Journée mémorable de notre festival dédié aux arts traditionnels, le lundi 27 avril sera fortement animé. Au-delà des diverses manifestations prévues un peu partout, une conférence sur "La mémoire de l’esclavage dans les contes, les langues et la littérature de Mayotte" aura lieu à la place du Comité du Tourisme, à 16 heures. Elle sera animée par un Hidaya Chakrina, docteur ès Lettres et spécialiste des mémoires orales de l’Océan indien, par M’laïli Condro, docteur ès linguistique et maître conférencier et par Alain-Kamal Martial, doctorant en lettres, littératures francophones d’Afrique et de l’Océan indien. "Nous allons travailler sur les supports de transmission, d'une manière scientifique et non passionnelle", précise Alain-Kamal Martial. Ce sera un grand moment d'interrogation sur la recherche des traces évoquant l'esclavage.
Un jardin de la mémoire à Mamoudzou
Un fait à la fois historique et commémoratif, la "Route de l'esclave" passe par Mayotte. Pensé en 1993 et lancé officiellement en 1994 par La Chaire de l’Unesco en relation avec l’association Historun, la "Route des esclaves" a permis le lancement de réseaux scientifiques relatifs à la traite négrière et à l’esclavage dans notre région.
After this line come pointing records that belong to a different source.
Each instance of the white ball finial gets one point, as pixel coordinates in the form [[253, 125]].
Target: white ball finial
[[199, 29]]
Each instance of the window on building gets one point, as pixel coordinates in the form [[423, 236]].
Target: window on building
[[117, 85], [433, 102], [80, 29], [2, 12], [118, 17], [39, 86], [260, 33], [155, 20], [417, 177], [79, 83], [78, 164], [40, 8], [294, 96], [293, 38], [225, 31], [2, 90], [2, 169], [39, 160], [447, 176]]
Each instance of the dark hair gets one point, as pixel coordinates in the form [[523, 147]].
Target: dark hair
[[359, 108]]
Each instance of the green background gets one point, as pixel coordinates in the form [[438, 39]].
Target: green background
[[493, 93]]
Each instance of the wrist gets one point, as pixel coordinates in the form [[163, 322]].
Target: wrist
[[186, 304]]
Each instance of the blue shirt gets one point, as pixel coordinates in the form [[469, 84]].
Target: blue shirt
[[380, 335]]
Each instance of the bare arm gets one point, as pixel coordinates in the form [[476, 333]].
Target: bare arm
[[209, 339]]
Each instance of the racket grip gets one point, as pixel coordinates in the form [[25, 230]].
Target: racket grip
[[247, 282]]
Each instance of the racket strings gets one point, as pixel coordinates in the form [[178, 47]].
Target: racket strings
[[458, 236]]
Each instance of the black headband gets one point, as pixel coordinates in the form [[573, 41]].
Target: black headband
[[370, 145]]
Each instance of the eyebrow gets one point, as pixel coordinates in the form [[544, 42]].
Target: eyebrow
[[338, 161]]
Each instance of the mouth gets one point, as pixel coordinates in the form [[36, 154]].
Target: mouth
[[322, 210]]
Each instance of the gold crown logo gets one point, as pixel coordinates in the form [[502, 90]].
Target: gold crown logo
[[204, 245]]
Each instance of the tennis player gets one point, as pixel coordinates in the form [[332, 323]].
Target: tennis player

Après la conférence du 27 avril, viendra ensuite l'inauguration du "Jardin de la mémoire", à 18 heures, sur la place du Marché de Mamoudzou.
Des jardins, de grandeurs commensurables, sont instaurés dans les île de la région océan Indien, à Madgascar depuis 2004, à la Réunion (2005), au Mozambique (2007) et Maurice (2009).
Le projet Jardin de la mémoire s'articule autour de trois objectifs. Il vient "briser le silence sur la tragédie de la Traite négrière et de l’esclavage en contribuant à meilleure compréhension des causes profondes, de ses enjeux et de ses modalités d’opération par des travaux scientifiques pluridisciplinaires. Ensuite "mettre en lumière de manière objective ses conséquences sur les sociétés modernes notamment les transformations globales et les interactions culturelles entre les peuples que cette tragédie a pu générer". Et enfin "contribuer à la culture de la paix et à la coexistence pacifique entre les peuples en favorisant notamment la réflexion sur le pluralisme culturel, la construction de nouvelles identités et citoyennetés et sur le dialogue interculturel."
Le Jardin de la mémoire de Mayotte est réalisé par quatre sculpteurs : Daolaine Courtis de la Réunion, le Mozambicain Pekiwa, Rabemanenjara de Madagascar et le Mahorais Conflit. Les artistes travaillent depuis lundi dans la cours de la salle de cinéma de Mamoudzou. Il s'agit de quatre monuments commémoratifs, deux en pierre et deux en bois. Ce projet amitieux est dirigé par Fudel Fuma, directeur de la Chaire Unesco de l'Université de la Réunion et président de Historun. Arrivé ce mardi 21 avril, il suit le Fatma jusqu'au 28 avril.
Et comme dirait l'autre, la place du Marché sera vue d’une manière différente. Le passant se donnera le temps de la réflexion sur un pan de l’histoire mahoraise et de voir comment se l’approprier pour aller de l’avant.